El 23 de abril se escribió que alguien puede «abrir los ojos, moverse un poquito para saber que seguimos vivos y que todo no es una ilusión de nuestra muerte». Todo está bien, todo va sin novedad, creo que sin ningún problema.
El cielo está azul celeste en este preciso instante, es el azul del cielo y del mar despejado en donde se ven las montañas límpidas en derredor y una serie de unos cuantos volcanes que nos escrutan cada movimiento cualquiera, cada movimiento impetuoso del ojo que podemos tener, cada movimiento de estos dedos míos a la hora de presionar una tecla que provocan por arte de magia una voluta virtual de tinta en una pantalla. Ahora se puede producir un enlace eléctrico en mi cabeza que me conduce a una reacción, de algún modo porque la vida y la evolución son grandes y pueda que se me ocurra tomar un lápiz y escribir cualquier pendejada a puño limpio o pueda que me haga continuar en donde estoy y siga y siga con esto de presionar teclas hasta nunca acabar, quizás:
En la madriguera humilde
Un trueno atestigua el golpe
Mago azulado espejo del arte
Grandeza y principio:
El poeta nació para lastimar
No tiene esperanza de guardar rencor
Así escribe el poeta (Calos Yescas Alvarado) y el tiempo persiste en contar el porvenir minuto a minuto, hora a hora, segundo a segundo, día a día hasta la interminable resonancia del acontecer diario y ese mismo poeta recalca la idea de lastimar, a él mismo, a ella misma, a cualquiera y/o a todos. La sensación parece que no tiene cabida ni escapatoria como tampoco la tuvo Edipo, ni Prometeo, ni los hijos de Medea, ni Hun-Hunaphú, ni Ixquic, ni Vucub-Hunaphú, ni mucho menos la Esfinge, ni Sísifo, ni Jesús ni Dios. El destino es demasiado poderoso y tratar de jugar contra lo imposible, contra lo ya dicho, lo ya creado, lo que ya traemos, es peligrosísimo. Me refiero a los instintos que tenemos debajo de nuestra piel, a esa verdadera pulsión que nos habita y que nos hace estar vivos y caminar sin rumbo fijo. El instinto de saborear una idea que hemos emborronado mil veces y que parece que a veces cuaja y que otras es el turno de emborronarla nuevamente, igual, nadie se muere. A lo mucho se desgasta pero nada más.

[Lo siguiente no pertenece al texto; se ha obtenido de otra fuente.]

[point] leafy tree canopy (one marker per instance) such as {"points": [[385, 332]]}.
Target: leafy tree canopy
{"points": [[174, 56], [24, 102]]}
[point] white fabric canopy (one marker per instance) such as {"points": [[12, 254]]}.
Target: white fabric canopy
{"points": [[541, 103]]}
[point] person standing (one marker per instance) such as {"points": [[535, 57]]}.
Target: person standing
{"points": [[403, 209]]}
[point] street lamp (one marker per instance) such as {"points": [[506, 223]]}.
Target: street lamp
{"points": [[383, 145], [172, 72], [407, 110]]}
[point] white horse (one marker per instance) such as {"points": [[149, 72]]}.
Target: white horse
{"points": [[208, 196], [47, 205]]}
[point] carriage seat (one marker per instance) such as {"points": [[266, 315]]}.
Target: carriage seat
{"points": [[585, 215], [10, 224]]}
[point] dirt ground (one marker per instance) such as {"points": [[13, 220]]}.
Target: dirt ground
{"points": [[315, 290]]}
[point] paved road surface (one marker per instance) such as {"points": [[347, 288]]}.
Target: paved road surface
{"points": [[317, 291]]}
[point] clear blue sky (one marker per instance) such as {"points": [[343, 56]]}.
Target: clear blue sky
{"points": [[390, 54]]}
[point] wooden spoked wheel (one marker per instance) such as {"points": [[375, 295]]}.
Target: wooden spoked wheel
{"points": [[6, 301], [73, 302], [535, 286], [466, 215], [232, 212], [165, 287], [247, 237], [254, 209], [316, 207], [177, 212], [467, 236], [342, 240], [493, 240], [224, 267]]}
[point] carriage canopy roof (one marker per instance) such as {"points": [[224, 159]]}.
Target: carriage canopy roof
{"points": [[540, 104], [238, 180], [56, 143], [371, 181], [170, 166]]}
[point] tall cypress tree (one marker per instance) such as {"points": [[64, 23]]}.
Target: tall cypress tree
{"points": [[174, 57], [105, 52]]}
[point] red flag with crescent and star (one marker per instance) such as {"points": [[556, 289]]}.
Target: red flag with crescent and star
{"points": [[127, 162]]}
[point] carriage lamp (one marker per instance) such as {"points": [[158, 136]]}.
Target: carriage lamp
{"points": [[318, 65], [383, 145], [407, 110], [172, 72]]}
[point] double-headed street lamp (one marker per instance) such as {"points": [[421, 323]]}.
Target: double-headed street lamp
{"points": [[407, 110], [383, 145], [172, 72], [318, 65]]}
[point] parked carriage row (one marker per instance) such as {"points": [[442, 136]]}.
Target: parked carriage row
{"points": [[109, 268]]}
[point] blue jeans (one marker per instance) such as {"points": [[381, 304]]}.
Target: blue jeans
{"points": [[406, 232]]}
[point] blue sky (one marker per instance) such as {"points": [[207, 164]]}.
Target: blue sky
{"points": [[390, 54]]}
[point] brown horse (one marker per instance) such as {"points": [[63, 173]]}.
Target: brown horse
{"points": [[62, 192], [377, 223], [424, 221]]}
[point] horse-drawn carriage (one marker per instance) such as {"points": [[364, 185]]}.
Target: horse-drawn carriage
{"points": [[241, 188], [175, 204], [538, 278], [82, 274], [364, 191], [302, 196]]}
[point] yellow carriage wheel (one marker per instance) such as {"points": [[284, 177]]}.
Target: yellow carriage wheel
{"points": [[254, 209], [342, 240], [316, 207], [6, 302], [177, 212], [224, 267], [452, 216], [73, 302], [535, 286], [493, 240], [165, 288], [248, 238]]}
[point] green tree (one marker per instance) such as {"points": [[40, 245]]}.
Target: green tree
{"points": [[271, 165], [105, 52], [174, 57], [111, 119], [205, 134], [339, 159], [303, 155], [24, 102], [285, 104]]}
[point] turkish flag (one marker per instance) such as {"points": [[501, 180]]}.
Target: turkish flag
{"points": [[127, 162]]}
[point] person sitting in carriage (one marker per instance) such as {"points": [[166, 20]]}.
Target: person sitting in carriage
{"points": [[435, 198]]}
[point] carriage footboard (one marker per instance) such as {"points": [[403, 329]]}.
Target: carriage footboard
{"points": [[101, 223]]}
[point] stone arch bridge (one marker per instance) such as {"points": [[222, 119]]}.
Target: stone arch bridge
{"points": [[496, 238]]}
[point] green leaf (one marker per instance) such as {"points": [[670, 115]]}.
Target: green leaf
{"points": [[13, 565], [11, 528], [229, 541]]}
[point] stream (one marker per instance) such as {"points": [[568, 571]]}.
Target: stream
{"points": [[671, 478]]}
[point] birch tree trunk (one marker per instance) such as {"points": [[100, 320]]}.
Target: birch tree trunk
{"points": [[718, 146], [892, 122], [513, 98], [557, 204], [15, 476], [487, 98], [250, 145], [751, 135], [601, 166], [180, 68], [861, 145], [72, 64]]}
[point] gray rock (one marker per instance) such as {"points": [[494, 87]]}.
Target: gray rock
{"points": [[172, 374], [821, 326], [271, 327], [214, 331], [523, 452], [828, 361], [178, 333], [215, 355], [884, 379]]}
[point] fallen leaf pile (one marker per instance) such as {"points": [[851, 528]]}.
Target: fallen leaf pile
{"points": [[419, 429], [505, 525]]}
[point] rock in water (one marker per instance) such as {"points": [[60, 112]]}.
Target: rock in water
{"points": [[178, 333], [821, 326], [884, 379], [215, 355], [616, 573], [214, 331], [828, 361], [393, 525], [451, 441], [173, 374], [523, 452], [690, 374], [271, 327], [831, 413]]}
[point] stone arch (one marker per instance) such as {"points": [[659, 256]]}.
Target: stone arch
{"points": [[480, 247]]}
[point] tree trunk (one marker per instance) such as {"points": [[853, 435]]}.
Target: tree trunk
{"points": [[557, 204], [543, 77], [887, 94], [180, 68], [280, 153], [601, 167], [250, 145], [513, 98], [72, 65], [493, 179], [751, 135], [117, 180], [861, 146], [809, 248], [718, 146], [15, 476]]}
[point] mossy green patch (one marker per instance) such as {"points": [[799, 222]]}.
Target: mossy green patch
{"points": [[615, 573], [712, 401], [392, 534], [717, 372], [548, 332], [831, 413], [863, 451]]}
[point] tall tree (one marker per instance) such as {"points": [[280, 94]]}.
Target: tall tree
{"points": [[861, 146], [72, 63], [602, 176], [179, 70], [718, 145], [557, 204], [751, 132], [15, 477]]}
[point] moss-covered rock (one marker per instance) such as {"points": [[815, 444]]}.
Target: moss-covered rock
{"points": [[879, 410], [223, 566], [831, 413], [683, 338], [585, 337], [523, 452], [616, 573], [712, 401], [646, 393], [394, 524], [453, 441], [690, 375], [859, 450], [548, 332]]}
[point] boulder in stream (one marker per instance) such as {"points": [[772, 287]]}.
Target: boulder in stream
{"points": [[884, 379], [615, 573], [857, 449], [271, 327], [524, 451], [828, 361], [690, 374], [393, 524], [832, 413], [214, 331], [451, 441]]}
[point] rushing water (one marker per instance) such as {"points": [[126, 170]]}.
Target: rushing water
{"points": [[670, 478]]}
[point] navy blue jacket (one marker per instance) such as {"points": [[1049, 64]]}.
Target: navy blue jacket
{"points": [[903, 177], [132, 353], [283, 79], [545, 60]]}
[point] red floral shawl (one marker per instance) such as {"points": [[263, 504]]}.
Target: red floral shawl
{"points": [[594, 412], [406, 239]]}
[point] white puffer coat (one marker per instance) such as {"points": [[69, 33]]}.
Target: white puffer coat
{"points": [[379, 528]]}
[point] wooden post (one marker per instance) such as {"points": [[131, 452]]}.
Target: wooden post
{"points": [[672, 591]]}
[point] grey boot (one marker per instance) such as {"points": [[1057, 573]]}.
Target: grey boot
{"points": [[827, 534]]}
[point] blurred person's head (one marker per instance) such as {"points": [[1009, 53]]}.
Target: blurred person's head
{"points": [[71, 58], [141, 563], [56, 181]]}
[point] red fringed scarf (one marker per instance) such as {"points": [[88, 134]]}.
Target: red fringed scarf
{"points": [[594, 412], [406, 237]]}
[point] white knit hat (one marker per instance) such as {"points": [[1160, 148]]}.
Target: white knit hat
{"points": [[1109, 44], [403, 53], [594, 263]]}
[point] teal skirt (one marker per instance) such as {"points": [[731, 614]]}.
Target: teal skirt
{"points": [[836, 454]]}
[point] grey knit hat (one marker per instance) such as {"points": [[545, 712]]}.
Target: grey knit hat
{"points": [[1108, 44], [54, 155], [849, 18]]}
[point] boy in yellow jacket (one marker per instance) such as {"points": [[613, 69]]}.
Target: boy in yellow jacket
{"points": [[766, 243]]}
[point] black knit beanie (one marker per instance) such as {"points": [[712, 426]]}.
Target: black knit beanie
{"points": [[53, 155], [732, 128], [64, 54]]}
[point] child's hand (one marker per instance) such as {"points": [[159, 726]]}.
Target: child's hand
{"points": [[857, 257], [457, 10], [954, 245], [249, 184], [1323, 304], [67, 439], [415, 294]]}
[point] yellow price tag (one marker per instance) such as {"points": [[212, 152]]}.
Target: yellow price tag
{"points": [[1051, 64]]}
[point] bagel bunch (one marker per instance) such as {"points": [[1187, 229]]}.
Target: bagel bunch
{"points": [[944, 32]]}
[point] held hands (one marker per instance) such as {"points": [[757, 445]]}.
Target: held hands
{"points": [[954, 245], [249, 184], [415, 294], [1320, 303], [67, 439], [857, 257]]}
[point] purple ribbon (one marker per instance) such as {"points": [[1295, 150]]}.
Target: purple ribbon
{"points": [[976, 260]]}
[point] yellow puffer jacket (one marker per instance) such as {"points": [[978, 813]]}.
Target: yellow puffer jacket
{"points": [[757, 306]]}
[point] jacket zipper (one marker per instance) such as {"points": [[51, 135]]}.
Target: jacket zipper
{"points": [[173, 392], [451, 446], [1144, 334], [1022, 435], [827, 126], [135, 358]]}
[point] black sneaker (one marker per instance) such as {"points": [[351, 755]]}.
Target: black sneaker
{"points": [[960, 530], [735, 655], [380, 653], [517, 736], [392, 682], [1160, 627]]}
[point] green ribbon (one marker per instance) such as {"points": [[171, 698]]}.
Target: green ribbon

Ser acreedor de nada porque eso trajimos a este mundo y aún así aceptarlo y remar en la alta marea de las imposibilidades y la muerte es un trabajo duro que debemos pulir cada día de estas vidas pueriles y rectificadamente a la deriva que llevamos a cuestas.
Sintetizar lo ya dicho es cosa seria y nada fácil. Aprehender lo recorrido también es tarea ardua y la vuelta de tuerca que nos hace falta para dar la vuelta y andar sobre lo ya andado, porque a lo mejor así se disfruta más lo conocido: más vale diablo por viejo que por diablo, cómo no.
Saramago se pregunta: «¿Viene de qué el poema? (…) Pero avanzar un pie no es hacer jornada (…)».
La jornada de caminar, la jornada de andar, insisto, el camino siempre es largo, siempre es cansado pero junto se abandona a pesar del sufrimiento del cansancio y del calor que nos revienta los sesos que se nos vienen acabando a cada momento y que, de un rato para otro, saltan escapándose hacia donde ya no los podemos devolver.
Quiero tratar de ver el horizonte y me pregunto cuántos más han hecho lo mismo, la mirada vacía hacia delante mientras se trata de maquinar esa vista, el funcionamiento de lo que vemos, la sensorialidad de lo que podemos abstraer, no estoy seguro porque lo único que sé es que continuamos viendo el horizonte como si estuviéramos viendo el fondo de nuestra alma, los órganos demoledores de lo que nos hace funcionar en medio de la envoltura en la que, valga la redundancia, nos envolvemos: piel, pelo, uñas, corazón, espíritu, hormonas, neuronas y un millón de cosas más para que perduremos por toda la eternidad en ese horizonte hasta que una línea más venga de pronto, un verso más se asome por el cielo al estilo de las musas, un brochazo o pincelazo o cincelazo de pronto porque sabemos que vida es corta pero el arte largo, dice Primo Levi.